Find the app or device that fits your budget and lifestyle. However, don’t spend less than $15 to $20 on a pedometer—devices less expensive than that aren’t likely to be accurate. Next, make a plan to get the optimal number of steps:

Step 1. Figure out how many steps you’re walking every day. To do that, use your step-counting device to track your steps every day for three days. If your device doesn’t store daily steps, use a written log, noting your daily step total at bedtime. Make sure to note the daily total before midnight, when your pedometer may automatically reset your step count to zero. Your total number of steps divided by three is your daily average.

Step 2. Set a goal. Perhaps you’d like to increase your count by 1,200 steps per day. Perhaps you’d like to reach 7,000 steps daily, or even 10,000.

Step 3. Decide how many steps you want to increase on a daily basis. You may want to add 100 more steps per day every week. If you started at 4,000 steps as your daily average, for example, you would walk 4,100 steps each day the first week, 4,200 steps each day the second week, etc. Try not to make big changes all at once, like increasing from 5,000 to 10,000 daily steps in one week. Small, incremental changes are the most likely to become habitual.

Step 4. Choose ways you’re going to increase your daily step count. Adding a daily walk is a great idea. A walk of 20 minutes at a moderate pace is about 2,000 steps. (2,000 steps = 1 mile.) You can also break that up into two shorter walks. Walking a dog is a great way to get more steps in. Along with the many other benefits of owning a dog, research shows that dog owners walk an average of 2,760 more steps per day than people who don’t own dogs.
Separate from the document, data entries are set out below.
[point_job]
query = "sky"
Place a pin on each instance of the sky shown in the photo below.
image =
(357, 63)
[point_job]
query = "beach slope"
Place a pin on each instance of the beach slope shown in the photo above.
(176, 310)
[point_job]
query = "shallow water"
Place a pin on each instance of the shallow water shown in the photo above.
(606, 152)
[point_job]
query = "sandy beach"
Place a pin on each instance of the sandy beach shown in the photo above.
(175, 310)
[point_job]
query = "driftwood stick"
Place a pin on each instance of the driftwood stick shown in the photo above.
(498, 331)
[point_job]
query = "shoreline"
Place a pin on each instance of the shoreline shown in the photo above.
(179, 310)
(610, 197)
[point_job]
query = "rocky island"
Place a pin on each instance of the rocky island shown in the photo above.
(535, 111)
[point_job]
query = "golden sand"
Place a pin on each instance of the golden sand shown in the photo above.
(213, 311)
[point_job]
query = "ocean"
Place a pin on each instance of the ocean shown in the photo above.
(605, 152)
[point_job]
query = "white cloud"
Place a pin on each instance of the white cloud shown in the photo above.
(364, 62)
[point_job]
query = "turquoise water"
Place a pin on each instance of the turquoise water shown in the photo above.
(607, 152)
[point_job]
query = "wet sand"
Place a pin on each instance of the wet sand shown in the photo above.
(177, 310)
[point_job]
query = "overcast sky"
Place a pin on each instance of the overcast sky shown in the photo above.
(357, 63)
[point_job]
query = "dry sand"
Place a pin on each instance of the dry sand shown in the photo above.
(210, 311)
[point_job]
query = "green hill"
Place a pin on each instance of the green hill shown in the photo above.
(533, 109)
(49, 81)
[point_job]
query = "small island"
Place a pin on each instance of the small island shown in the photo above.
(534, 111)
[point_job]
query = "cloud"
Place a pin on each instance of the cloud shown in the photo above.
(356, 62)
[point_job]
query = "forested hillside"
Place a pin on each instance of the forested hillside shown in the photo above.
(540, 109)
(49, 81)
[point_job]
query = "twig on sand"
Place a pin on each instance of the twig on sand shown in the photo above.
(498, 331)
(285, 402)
If you don’t want your own dog, you can volunteer to walk dogs at a local animal shelter.

There are also many “little” ways to increase your step count—and they add up:

  • Walk while talking on your phone.
  • Instead of driving, walk to a destination, like a store.
  • If you drive, park farther away from your destination and walk the rest of the way.
  • In a parking lot, park the farthest distance from the entrance.
  • Avoid drive-throughs—get out of your car and walk inside.
  • Empty wastebaskets every day.

Get social support

Walking with a family member or friend is a wonderful way to help motivate yourself to achieve your daily step goal. Similarly, devices such as Fitbit allow you to make friends or join a like-minded group on the Fitbit platform and report your daily steps. People who do so take about 700 more steps a day than people who don’t. Similar apps include and There are also online walking communities on Facebook and other social media, such as the Pacer Pedometer and Walker Tracker pages on Facebook.

If you enjoy walking alone, try listening to your favorite music, podcast, or audiobook.